Another possible explanation is, relative to the money amount, female pictures, no matter sexy ones or beautiful ones, were more directly related to humans' survival and reproduction, and their relevant cognitive and affective responses occurred earlier in the human beings' evolution. First, according to previous studies 
, erotic stimuli were especially relevant to human's survival and reproduction. Second, a person with a more beautiful face was often supposed to be friendlier 
, and so a more beautiful face could be socially more rewarding. In addition, when making social decisions, humans might take the degree of beauty of faces into account. Both sexy and beautiful female images could begin to play an important role in human life in the early stage of evolution. Finally, compared with attractive females, money occurred quite late in the human evolutionary history, and the rewarding value of money was indirect (money itself cannot satisfy your appetite or any other kind of desire). In a word, as a kind of rewards, attractive female images were more direct and evolutionarily deeper than money, and so could induce stronger neural responses than their cash equivalents. When the subjects chose attractive female pictures over cash equivalent, they anticipated more direct rewards and so had stronger LPC.

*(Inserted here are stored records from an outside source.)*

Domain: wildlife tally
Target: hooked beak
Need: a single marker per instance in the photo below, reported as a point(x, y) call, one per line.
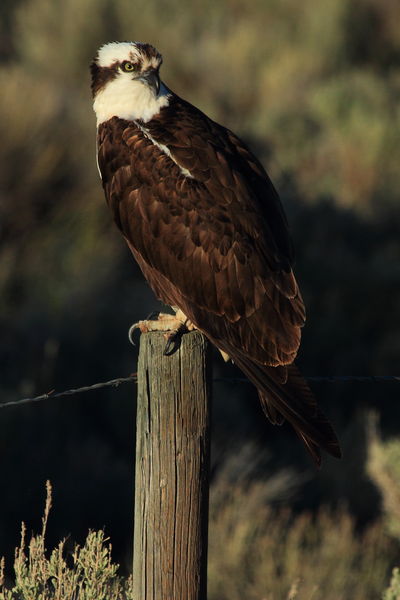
point(152, 79)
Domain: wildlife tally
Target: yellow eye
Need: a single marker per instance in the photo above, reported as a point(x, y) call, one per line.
point(127, 66)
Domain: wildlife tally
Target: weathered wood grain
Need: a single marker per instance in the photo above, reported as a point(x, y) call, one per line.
point(172, 470)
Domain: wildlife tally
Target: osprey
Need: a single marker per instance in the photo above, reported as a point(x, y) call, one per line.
point(206, 226)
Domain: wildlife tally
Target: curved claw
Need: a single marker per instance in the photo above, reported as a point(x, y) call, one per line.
point(174, 340)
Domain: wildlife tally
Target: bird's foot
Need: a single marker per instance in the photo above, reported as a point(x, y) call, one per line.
point(174, 327)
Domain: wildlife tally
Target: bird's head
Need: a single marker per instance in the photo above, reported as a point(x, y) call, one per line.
point(126, 82)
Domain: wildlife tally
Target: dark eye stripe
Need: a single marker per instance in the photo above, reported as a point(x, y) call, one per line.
point(127, 66)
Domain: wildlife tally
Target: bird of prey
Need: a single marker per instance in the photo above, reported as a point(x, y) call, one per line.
point(207, 228)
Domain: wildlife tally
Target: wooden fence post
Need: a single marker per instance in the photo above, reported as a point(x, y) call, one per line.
point(172, 469)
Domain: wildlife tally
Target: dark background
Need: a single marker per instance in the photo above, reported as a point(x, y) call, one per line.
point(314, 89)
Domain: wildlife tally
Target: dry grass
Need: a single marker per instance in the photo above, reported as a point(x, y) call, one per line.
point(258, 553)
point(88, 573)
point(255, 553)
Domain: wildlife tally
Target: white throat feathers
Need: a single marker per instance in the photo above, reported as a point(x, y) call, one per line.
point(129, 99)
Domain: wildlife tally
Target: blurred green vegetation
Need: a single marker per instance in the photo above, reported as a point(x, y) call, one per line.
point(314, 89)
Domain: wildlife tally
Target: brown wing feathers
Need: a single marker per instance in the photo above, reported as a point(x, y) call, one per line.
point(216, 245)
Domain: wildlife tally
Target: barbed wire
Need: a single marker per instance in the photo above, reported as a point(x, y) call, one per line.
point(133, 378)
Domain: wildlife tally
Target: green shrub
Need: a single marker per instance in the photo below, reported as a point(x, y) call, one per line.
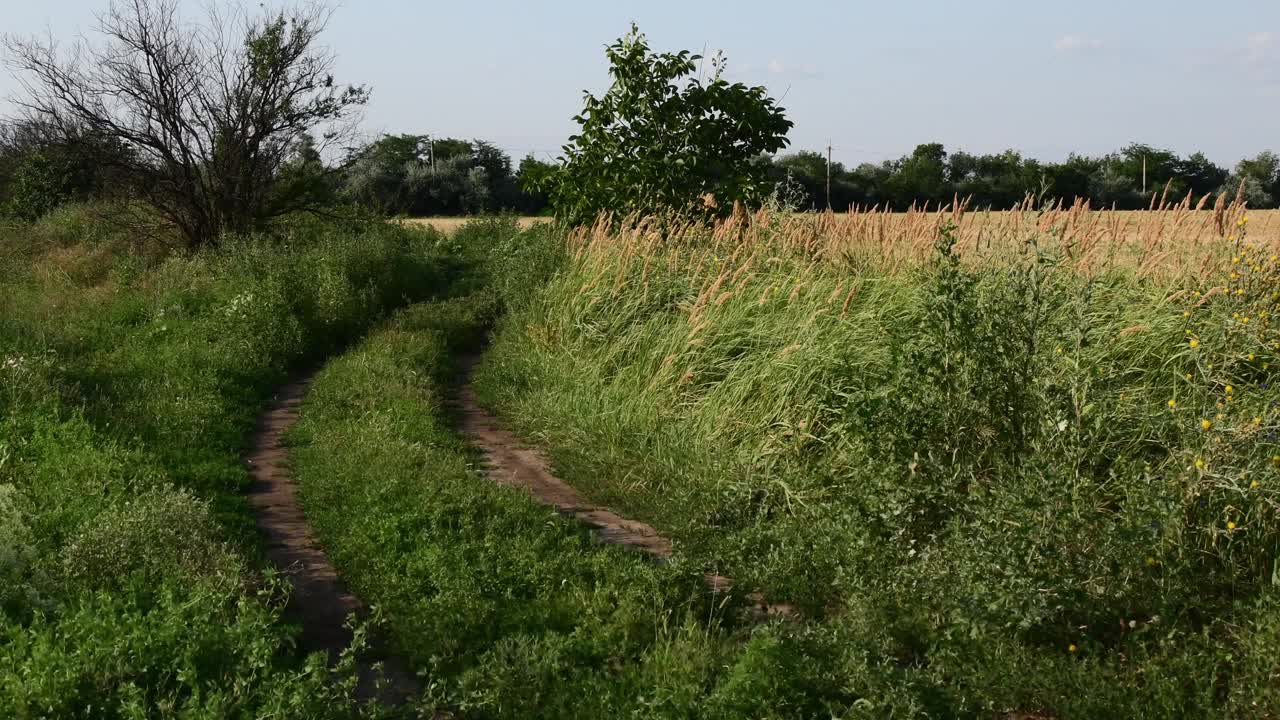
point(129, 381)
point(965, 472)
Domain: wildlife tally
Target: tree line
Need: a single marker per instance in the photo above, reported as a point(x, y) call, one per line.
point(225, 126)
point(1127, 180)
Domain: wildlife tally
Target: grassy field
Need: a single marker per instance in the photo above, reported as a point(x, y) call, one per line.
point(1013, 465)
point(1027, 466)
point(901, 231)
point(453, 224)
point(131, 580)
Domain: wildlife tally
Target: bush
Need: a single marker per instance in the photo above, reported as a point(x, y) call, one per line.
point(128, 387)
point(965, 470)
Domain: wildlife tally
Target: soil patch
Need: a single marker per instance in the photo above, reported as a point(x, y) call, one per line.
point(319, 602)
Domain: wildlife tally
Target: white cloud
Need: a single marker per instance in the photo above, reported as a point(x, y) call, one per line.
point(1074, 42)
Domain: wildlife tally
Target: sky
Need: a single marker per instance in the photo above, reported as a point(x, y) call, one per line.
point(872, 80)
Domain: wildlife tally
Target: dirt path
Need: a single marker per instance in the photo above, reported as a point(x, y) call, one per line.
point(319, 602)
point(512, 463)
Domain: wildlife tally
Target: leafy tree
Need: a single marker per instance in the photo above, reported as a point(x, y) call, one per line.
point(1201, 174)
point(209, 118)
point(529, 178)
point(663, 139)
point(920, 177)
point(1260, 177)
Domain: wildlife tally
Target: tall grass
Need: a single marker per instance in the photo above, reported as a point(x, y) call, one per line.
point(129, 378)
point(1031, 469)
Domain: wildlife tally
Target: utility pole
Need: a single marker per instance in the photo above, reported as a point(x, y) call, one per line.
point(828, 174)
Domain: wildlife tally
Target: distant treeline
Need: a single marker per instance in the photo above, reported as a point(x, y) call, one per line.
point(1002, 180)
point(415, 174)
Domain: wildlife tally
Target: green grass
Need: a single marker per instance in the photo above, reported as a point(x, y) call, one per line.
point(507, 609)
point(969, 475)
point(129, 378)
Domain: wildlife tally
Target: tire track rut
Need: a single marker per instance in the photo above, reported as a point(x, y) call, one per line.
point(320, 601)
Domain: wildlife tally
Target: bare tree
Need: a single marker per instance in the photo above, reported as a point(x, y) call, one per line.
point(209, 112)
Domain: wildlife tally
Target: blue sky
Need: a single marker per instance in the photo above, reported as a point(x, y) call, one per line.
point(872, 78)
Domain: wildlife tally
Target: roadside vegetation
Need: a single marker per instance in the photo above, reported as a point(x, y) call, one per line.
point(995, 465)
point(129, 378)
point(997, 477)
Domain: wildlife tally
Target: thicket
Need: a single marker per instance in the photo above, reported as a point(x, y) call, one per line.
point(995, 483)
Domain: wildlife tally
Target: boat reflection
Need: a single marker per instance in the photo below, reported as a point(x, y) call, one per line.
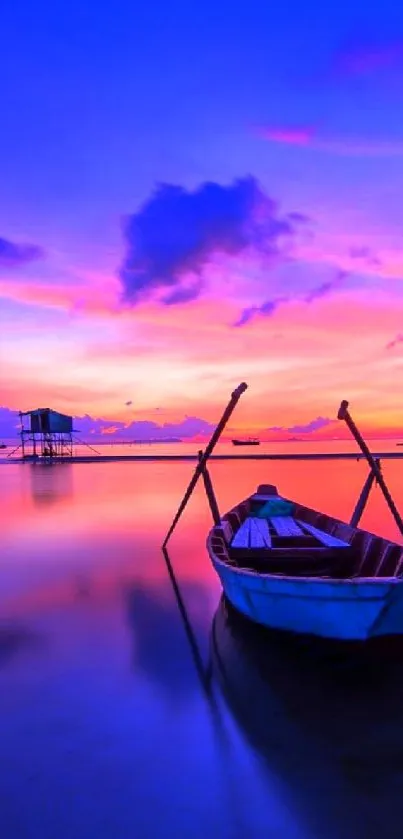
point(327, 726)
point(159, 639)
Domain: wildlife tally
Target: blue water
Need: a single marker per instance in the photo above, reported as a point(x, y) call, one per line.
point(106, 729)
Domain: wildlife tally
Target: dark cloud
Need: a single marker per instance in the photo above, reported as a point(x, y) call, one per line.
point(397, 340)
point(172, 237)
point(266, 310)
point(313, 425)
point(325, 288)
point(12, 255)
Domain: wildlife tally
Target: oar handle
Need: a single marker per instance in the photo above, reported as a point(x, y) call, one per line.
point(344, 414)
point(235, 396)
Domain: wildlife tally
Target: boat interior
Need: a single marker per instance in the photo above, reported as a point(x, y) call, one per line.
point(304, 543)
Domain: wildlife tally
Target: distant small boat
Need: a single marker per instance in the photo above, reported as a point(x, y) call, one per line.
point(306, 572)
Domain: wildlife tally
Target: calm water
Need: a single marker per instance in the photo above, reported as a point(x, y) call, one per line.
point(105, 730)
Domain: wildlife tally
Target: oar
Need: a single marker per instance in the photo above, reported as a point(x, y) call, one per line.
point(344, 414)
point(235, 396)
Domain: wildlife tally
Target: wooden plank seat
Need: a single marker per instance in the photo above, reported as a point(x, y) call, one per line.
point(324, 538)
point(286, 526)
point(253, 534)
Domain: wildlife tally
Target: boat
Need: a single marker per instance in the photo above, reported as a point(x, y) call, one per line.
point(291, 568)
point(306, 572)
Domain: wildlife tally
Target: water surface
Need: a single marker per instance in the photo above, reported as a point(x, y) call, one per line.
point(105, 730)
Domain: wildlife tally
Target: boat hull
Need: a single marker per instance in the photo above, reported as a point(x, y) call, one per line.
point(349, 610)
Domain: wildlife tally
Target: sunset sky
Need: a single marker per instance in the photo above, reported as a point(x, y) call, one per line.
point(193, 194)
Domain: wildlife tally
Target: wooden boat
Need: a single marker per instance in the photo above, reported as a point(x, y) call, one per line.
point(308, 572)
point(303, 571)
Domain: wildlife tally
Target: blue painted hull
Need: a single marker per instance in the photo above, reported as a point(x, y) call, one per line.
point(355, 610)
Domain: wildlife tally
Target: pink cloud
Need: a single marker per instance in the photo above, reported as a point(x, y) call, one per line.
point(291, 135)
point(311, 138)
point(397, 340)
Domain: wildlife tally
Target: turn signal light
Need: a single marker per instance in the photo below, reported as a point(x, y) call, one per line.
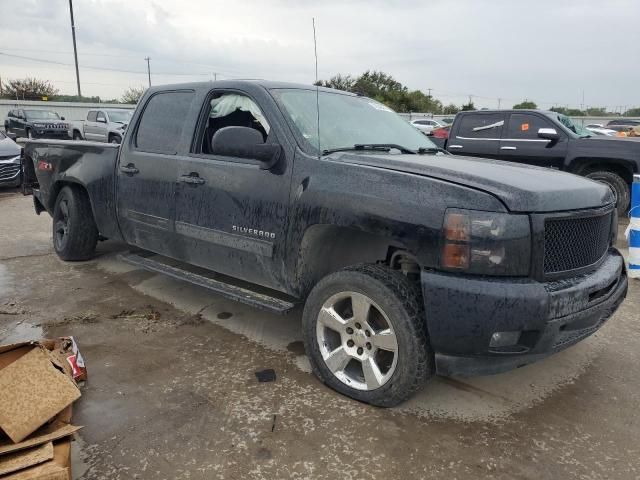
point(457, 227)
point(455, 255)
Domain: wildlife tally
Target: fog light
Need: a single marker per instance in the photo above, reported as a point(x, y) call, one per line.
point(504, 339)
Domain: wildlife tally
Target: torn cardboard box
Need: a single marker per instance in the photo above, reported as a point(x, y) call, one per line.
point(37, 389)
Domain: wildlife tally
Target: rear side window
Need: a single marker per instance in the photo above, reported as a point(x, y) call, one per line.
point(162, 121)
point(481, 126)
point(526, 126)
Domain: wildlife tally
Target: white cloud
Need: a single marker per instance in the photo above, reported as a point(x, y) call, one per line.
point(545, 50)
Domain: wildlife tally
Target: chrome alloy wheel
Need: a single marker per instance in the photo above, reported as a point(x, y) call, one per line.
point(357, 341)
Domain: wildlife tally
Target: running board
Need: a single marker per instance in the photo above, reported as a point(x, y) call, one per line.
point(233, 292)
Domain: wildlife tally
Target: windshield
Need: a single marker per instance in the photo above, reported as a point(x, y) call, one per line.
point(577, 129)
point(345, 121)
point(41, 115)
point(121, 116)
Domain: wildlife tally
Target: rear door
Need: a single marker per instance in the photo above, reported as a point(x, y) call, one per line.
point(231, 216)
point(89, 126)
point(477, 134)
point(521, 143)
point(148, 168)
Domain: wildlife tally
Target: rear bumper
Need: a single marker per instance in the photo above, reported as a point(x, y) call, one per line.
point(463, 313)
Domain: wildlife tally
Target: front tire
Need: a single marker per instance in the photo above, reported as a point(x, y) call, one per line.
point(75, 234)
point(365, 334)
point(618, 185)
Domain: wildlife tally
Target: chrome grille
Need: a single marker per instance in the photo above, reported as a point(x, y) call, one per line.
point(574, 243)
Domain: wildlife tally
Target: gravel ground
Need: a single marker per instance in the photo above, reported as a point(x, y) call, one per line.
point(172, 391)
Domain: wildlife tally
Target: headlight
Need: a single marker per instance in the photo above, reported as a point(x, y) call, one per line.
point(486, 243)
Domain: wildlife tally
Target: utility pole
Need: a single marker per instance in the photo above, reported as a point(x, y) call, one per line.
point(75, 49)
point(148, 69)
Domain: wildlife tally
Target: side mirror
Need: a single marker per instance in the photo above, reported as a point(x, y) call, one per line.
point(245, 142)
point(549, 134)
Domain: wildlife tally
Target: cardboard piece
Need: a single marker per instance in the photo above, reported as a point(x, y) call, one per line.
point(55, 431)
point(26, 458)
point(32, 391)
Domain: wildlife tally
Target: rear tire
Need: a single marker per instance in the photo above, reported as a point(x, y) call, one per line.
point(618, 185)
point(395, 309)
point(75, 234)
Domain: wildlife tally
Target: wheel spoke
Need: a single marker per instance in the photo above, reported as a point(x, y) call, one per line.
point(386, 340)
point(360, 306)
point(372, 375)
point(337, 360)
point(64, 209)
point(331, 319)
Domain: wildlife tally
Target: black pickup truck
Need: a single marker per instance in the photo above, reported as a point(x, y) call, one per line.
point(409, 261)
point(547, 139)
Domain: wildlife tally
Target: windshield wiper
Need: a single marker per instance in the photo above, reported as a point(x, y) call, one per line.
point(381, 147)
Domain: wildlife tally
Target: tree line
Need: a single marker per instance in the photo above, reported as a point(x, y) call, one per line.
point(374, 84)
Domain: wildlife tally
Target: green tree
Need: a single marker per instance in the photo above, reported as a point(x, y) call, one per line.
point(132, 94)
point(525, 105)
point(29, 89)
point(450, 109)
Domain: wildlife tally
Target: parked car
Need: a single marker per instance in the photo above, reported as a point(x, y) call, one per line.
point(409, 261)
point(440, 135)
point(36, 124)
point(425, 125)
point(623, 122)
point(103, 125)
point(9, 162)
point(547, 139)
point(607, 132)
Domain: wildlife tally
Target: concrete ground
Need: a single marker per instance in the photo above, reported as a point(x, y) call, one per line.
point(172, 391)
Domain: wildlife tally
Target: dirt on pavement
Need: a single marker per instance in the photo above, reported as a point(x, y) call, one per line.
point(172, 390)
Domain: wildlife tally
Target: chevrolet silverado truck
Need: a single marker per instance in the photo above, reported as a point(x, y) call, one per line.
point(409, 261)
point(548, 139)
point(103, 125)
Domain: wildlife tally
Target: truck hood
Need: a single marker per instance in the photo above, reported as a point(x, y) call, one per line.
point(522, 188)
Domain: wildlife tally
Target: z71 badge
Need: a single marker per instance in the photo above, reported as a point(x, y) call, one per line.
point(253, 231)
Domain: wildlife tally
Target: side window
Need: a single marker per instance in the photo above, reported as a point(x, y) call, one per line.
point(164, 116)
point(525, 126)
point(486, 125)
point(233, 110)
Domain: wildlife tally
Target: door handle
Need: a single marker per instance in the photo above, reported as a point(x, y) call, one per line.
point(129, 169)
point(192, 179)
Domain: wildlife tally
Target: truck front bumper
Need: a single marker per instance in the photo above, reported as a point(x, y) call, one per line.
point(469, 318)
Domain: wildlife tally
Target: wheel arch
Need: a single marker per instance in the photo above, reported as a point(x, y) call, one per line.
point(329, 248)
point(584, 166)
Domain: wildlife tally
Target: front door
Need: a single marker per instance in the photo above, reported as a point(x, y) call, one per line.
point(478, 135)
point(147, 170)
point(231, 216)
point(521, 143)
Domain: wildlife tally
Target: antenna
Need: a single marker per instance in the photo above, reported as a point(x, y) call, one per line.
point(315, 51)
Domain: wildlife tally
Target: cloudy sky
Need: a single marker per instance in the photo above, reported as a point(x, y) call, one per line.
point(549, 51)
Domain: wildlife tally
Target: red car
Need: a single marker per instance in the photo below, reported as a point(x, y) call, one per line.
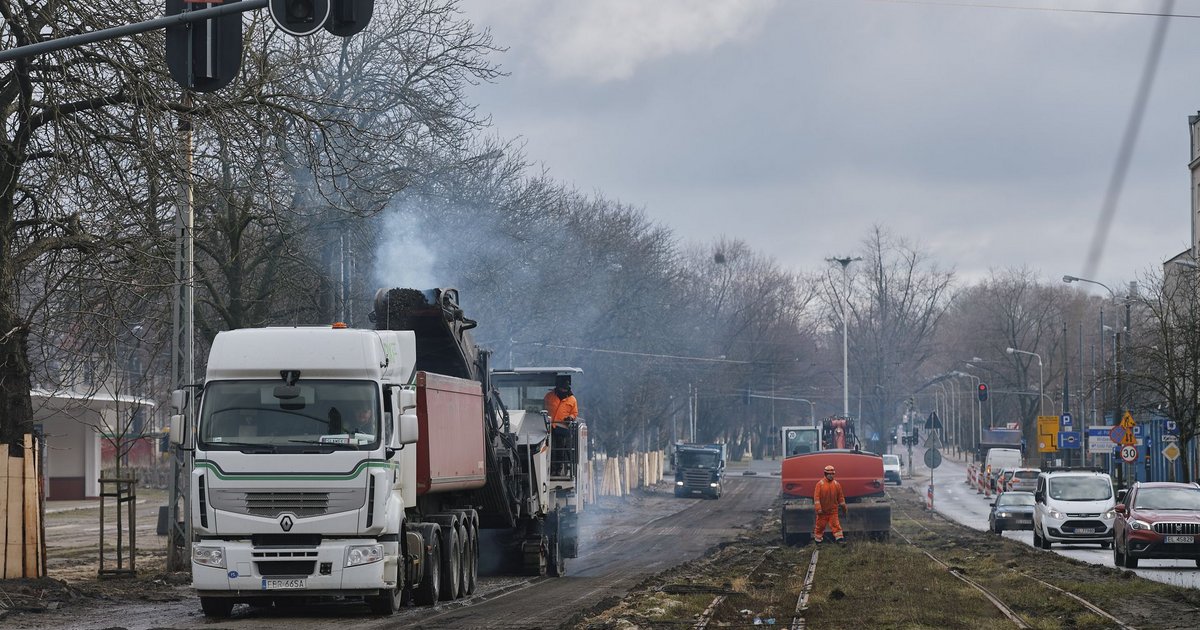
point(1157, 520)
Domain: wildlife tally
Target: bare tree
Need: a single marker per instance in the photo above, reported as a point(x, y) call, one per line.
point(1165, 353)
point(897, 304)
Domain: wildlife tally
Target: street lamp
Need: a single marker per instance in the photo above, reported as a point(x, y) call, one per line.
point(1042, 387)
point(845, 333)
point(813, 411)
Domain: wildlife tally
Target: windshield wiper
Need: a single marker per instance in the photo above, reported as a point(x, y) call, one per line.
point(269, 448)
point(330, 444)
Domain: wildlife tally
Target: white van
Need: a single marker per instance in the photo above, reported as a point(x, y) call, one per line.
point(1073, 505)
point(999, 460)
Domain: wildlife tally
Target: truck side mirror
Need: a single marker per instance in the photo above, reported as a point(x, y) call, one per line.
point(179, 400)
point(408, 430)
point(180, 433)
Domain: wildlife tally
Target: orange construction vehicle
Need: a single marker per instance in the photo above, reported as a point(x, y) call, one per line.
point(861, 474)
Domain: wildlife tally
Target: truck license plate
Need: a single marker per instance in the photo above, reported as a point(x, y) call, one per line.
point(280, 585)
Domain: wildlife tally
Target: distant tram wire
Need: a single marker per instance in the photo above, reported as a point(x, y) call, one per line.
point(1133, 125)
point(1164, 13)
point(1128, 142)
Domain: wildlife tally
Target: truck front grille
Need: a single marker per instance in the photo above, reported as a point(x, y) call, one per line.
point(286, 568)
point(303, 504)
point(696, 479)
point(298, 503)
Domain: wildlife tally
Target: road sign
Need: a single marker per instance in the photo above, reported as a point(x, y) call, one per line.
point(1068, 439)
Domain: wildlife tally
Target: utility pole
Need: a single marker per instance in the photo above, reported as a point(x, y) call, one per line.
point(845, 331)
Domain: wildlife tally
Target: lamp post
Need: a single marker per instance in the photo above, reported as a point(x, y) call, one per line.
point(1042, 385)
point(977, 435)
point(845, 331)
point(813, 411)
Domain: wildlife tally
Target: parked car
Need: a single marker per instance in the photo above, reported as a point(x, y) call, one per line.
point(1021, 479)
point(1073, 505)
point(1012, 510)
point(1157, 520)
point(892, 468)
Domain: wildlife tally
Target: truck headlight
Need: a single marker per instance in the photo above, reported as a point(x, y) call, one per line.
point(209, 556)
point(363, 555)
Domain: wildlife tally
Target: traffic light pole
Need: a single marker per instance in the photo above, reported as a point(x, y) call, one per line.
point(186, 17)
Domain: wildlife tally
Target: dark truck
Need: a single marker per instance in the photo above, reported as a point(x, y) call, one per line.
point(699, 469)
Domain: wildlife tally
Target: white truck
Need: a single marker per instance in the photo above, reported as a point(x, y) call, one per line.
point(327, 462)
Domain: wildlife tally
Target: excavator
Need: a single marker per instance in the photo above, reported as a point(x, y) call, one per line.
point(859, 473)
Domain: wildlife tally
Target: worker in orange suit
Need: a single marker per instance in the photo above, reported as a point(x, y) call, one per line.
point(561, 403)
point(828, 499)
point(562, 408)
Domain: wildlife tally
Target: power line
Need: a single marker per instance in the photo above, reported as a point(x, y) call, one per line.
point(675, 357)
point(1164, 13)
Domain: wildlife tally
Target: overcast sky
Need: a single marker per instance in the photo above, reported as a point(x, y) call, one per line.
point(989, 136)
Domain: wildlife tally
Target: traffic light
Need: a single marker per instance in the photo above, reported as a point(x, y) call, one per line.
point(203, 55)
point(347, 17)
point(299, 17)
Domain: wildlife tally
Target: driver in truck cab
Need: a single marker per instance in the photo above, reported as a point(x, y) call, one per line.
point(828, 498)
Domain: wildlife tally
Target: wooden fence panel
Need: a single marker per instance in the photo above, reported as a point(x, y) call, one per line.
point(21, 523)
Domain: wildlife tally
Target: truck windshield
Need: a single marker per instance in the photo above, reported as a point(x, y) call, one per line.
point(336, 413)
point(798, 441)
point(699, 460)
point(1080, 489)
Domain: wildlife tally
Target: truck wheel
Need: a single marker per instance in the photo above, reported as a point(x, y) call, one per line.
point(471, 570)
point(556, 563)
point(533, 552)
point(216, 607)
point(429, 591)
point(388, 601)
point(451, 564)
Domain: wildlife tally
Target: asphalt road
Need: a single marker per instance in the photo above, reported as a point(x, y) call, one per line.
point(957, 501)
point(621, 545)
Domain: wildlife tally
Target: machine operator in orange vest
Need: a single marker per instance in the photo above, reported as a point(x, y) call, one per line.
point(561, 403)
point(828, 499)
point(562, 408)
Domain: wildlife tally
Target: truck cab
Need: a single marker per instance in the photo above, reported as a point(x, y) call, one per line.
point(699, 469)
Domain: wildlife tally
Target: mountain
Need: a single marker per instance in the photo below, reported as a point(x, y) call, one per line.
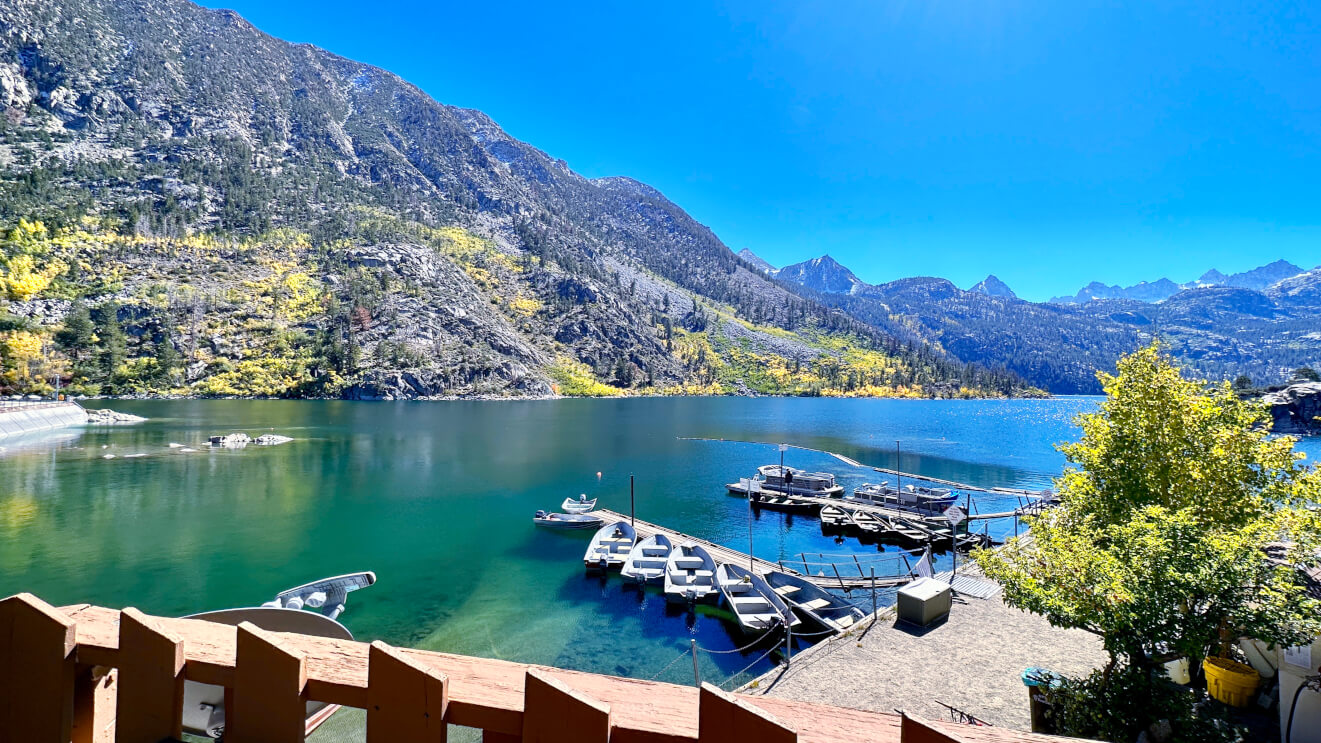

In conclusion, the current study delineated the neural processes of the decision-making between attractive females and money in male subjects using ERP technique. Our findings clearly indicated that in the time window of 290–340 ms, task B evoked a larger P2 than task S, which may be related to a process of matching external perception with an internal representation or expectation in the early stage of the processing; in the time window of 340–390 ms, task S evoked a larger N2 than task B, which may relate to the response conflict and cognitive monitoring; finally, during the 550–1000 ms time window, decision-makings in task S were accompanied by significantly higher positive ERP components than those in task B, reflecting sexy female images may have higher decision value than beautiful ones, which may be because the former is evolutionarily more significant; more importantly, choosing an attractive female was accompanied by a larger late positive component than choosing money and this is possibly because the decision values of the chosen attractive female images were generally higher than those of the un-chosen ones, or because attractive female images are more direct and evolutionarily earlier rewards than money amounts, and this can influence the subjective evaluation and expectation process. Our study represents the first attempt to understand the neural processes of decisions between attractive females (a typical example of primary rewards) and money (a typical example of secondary rewards).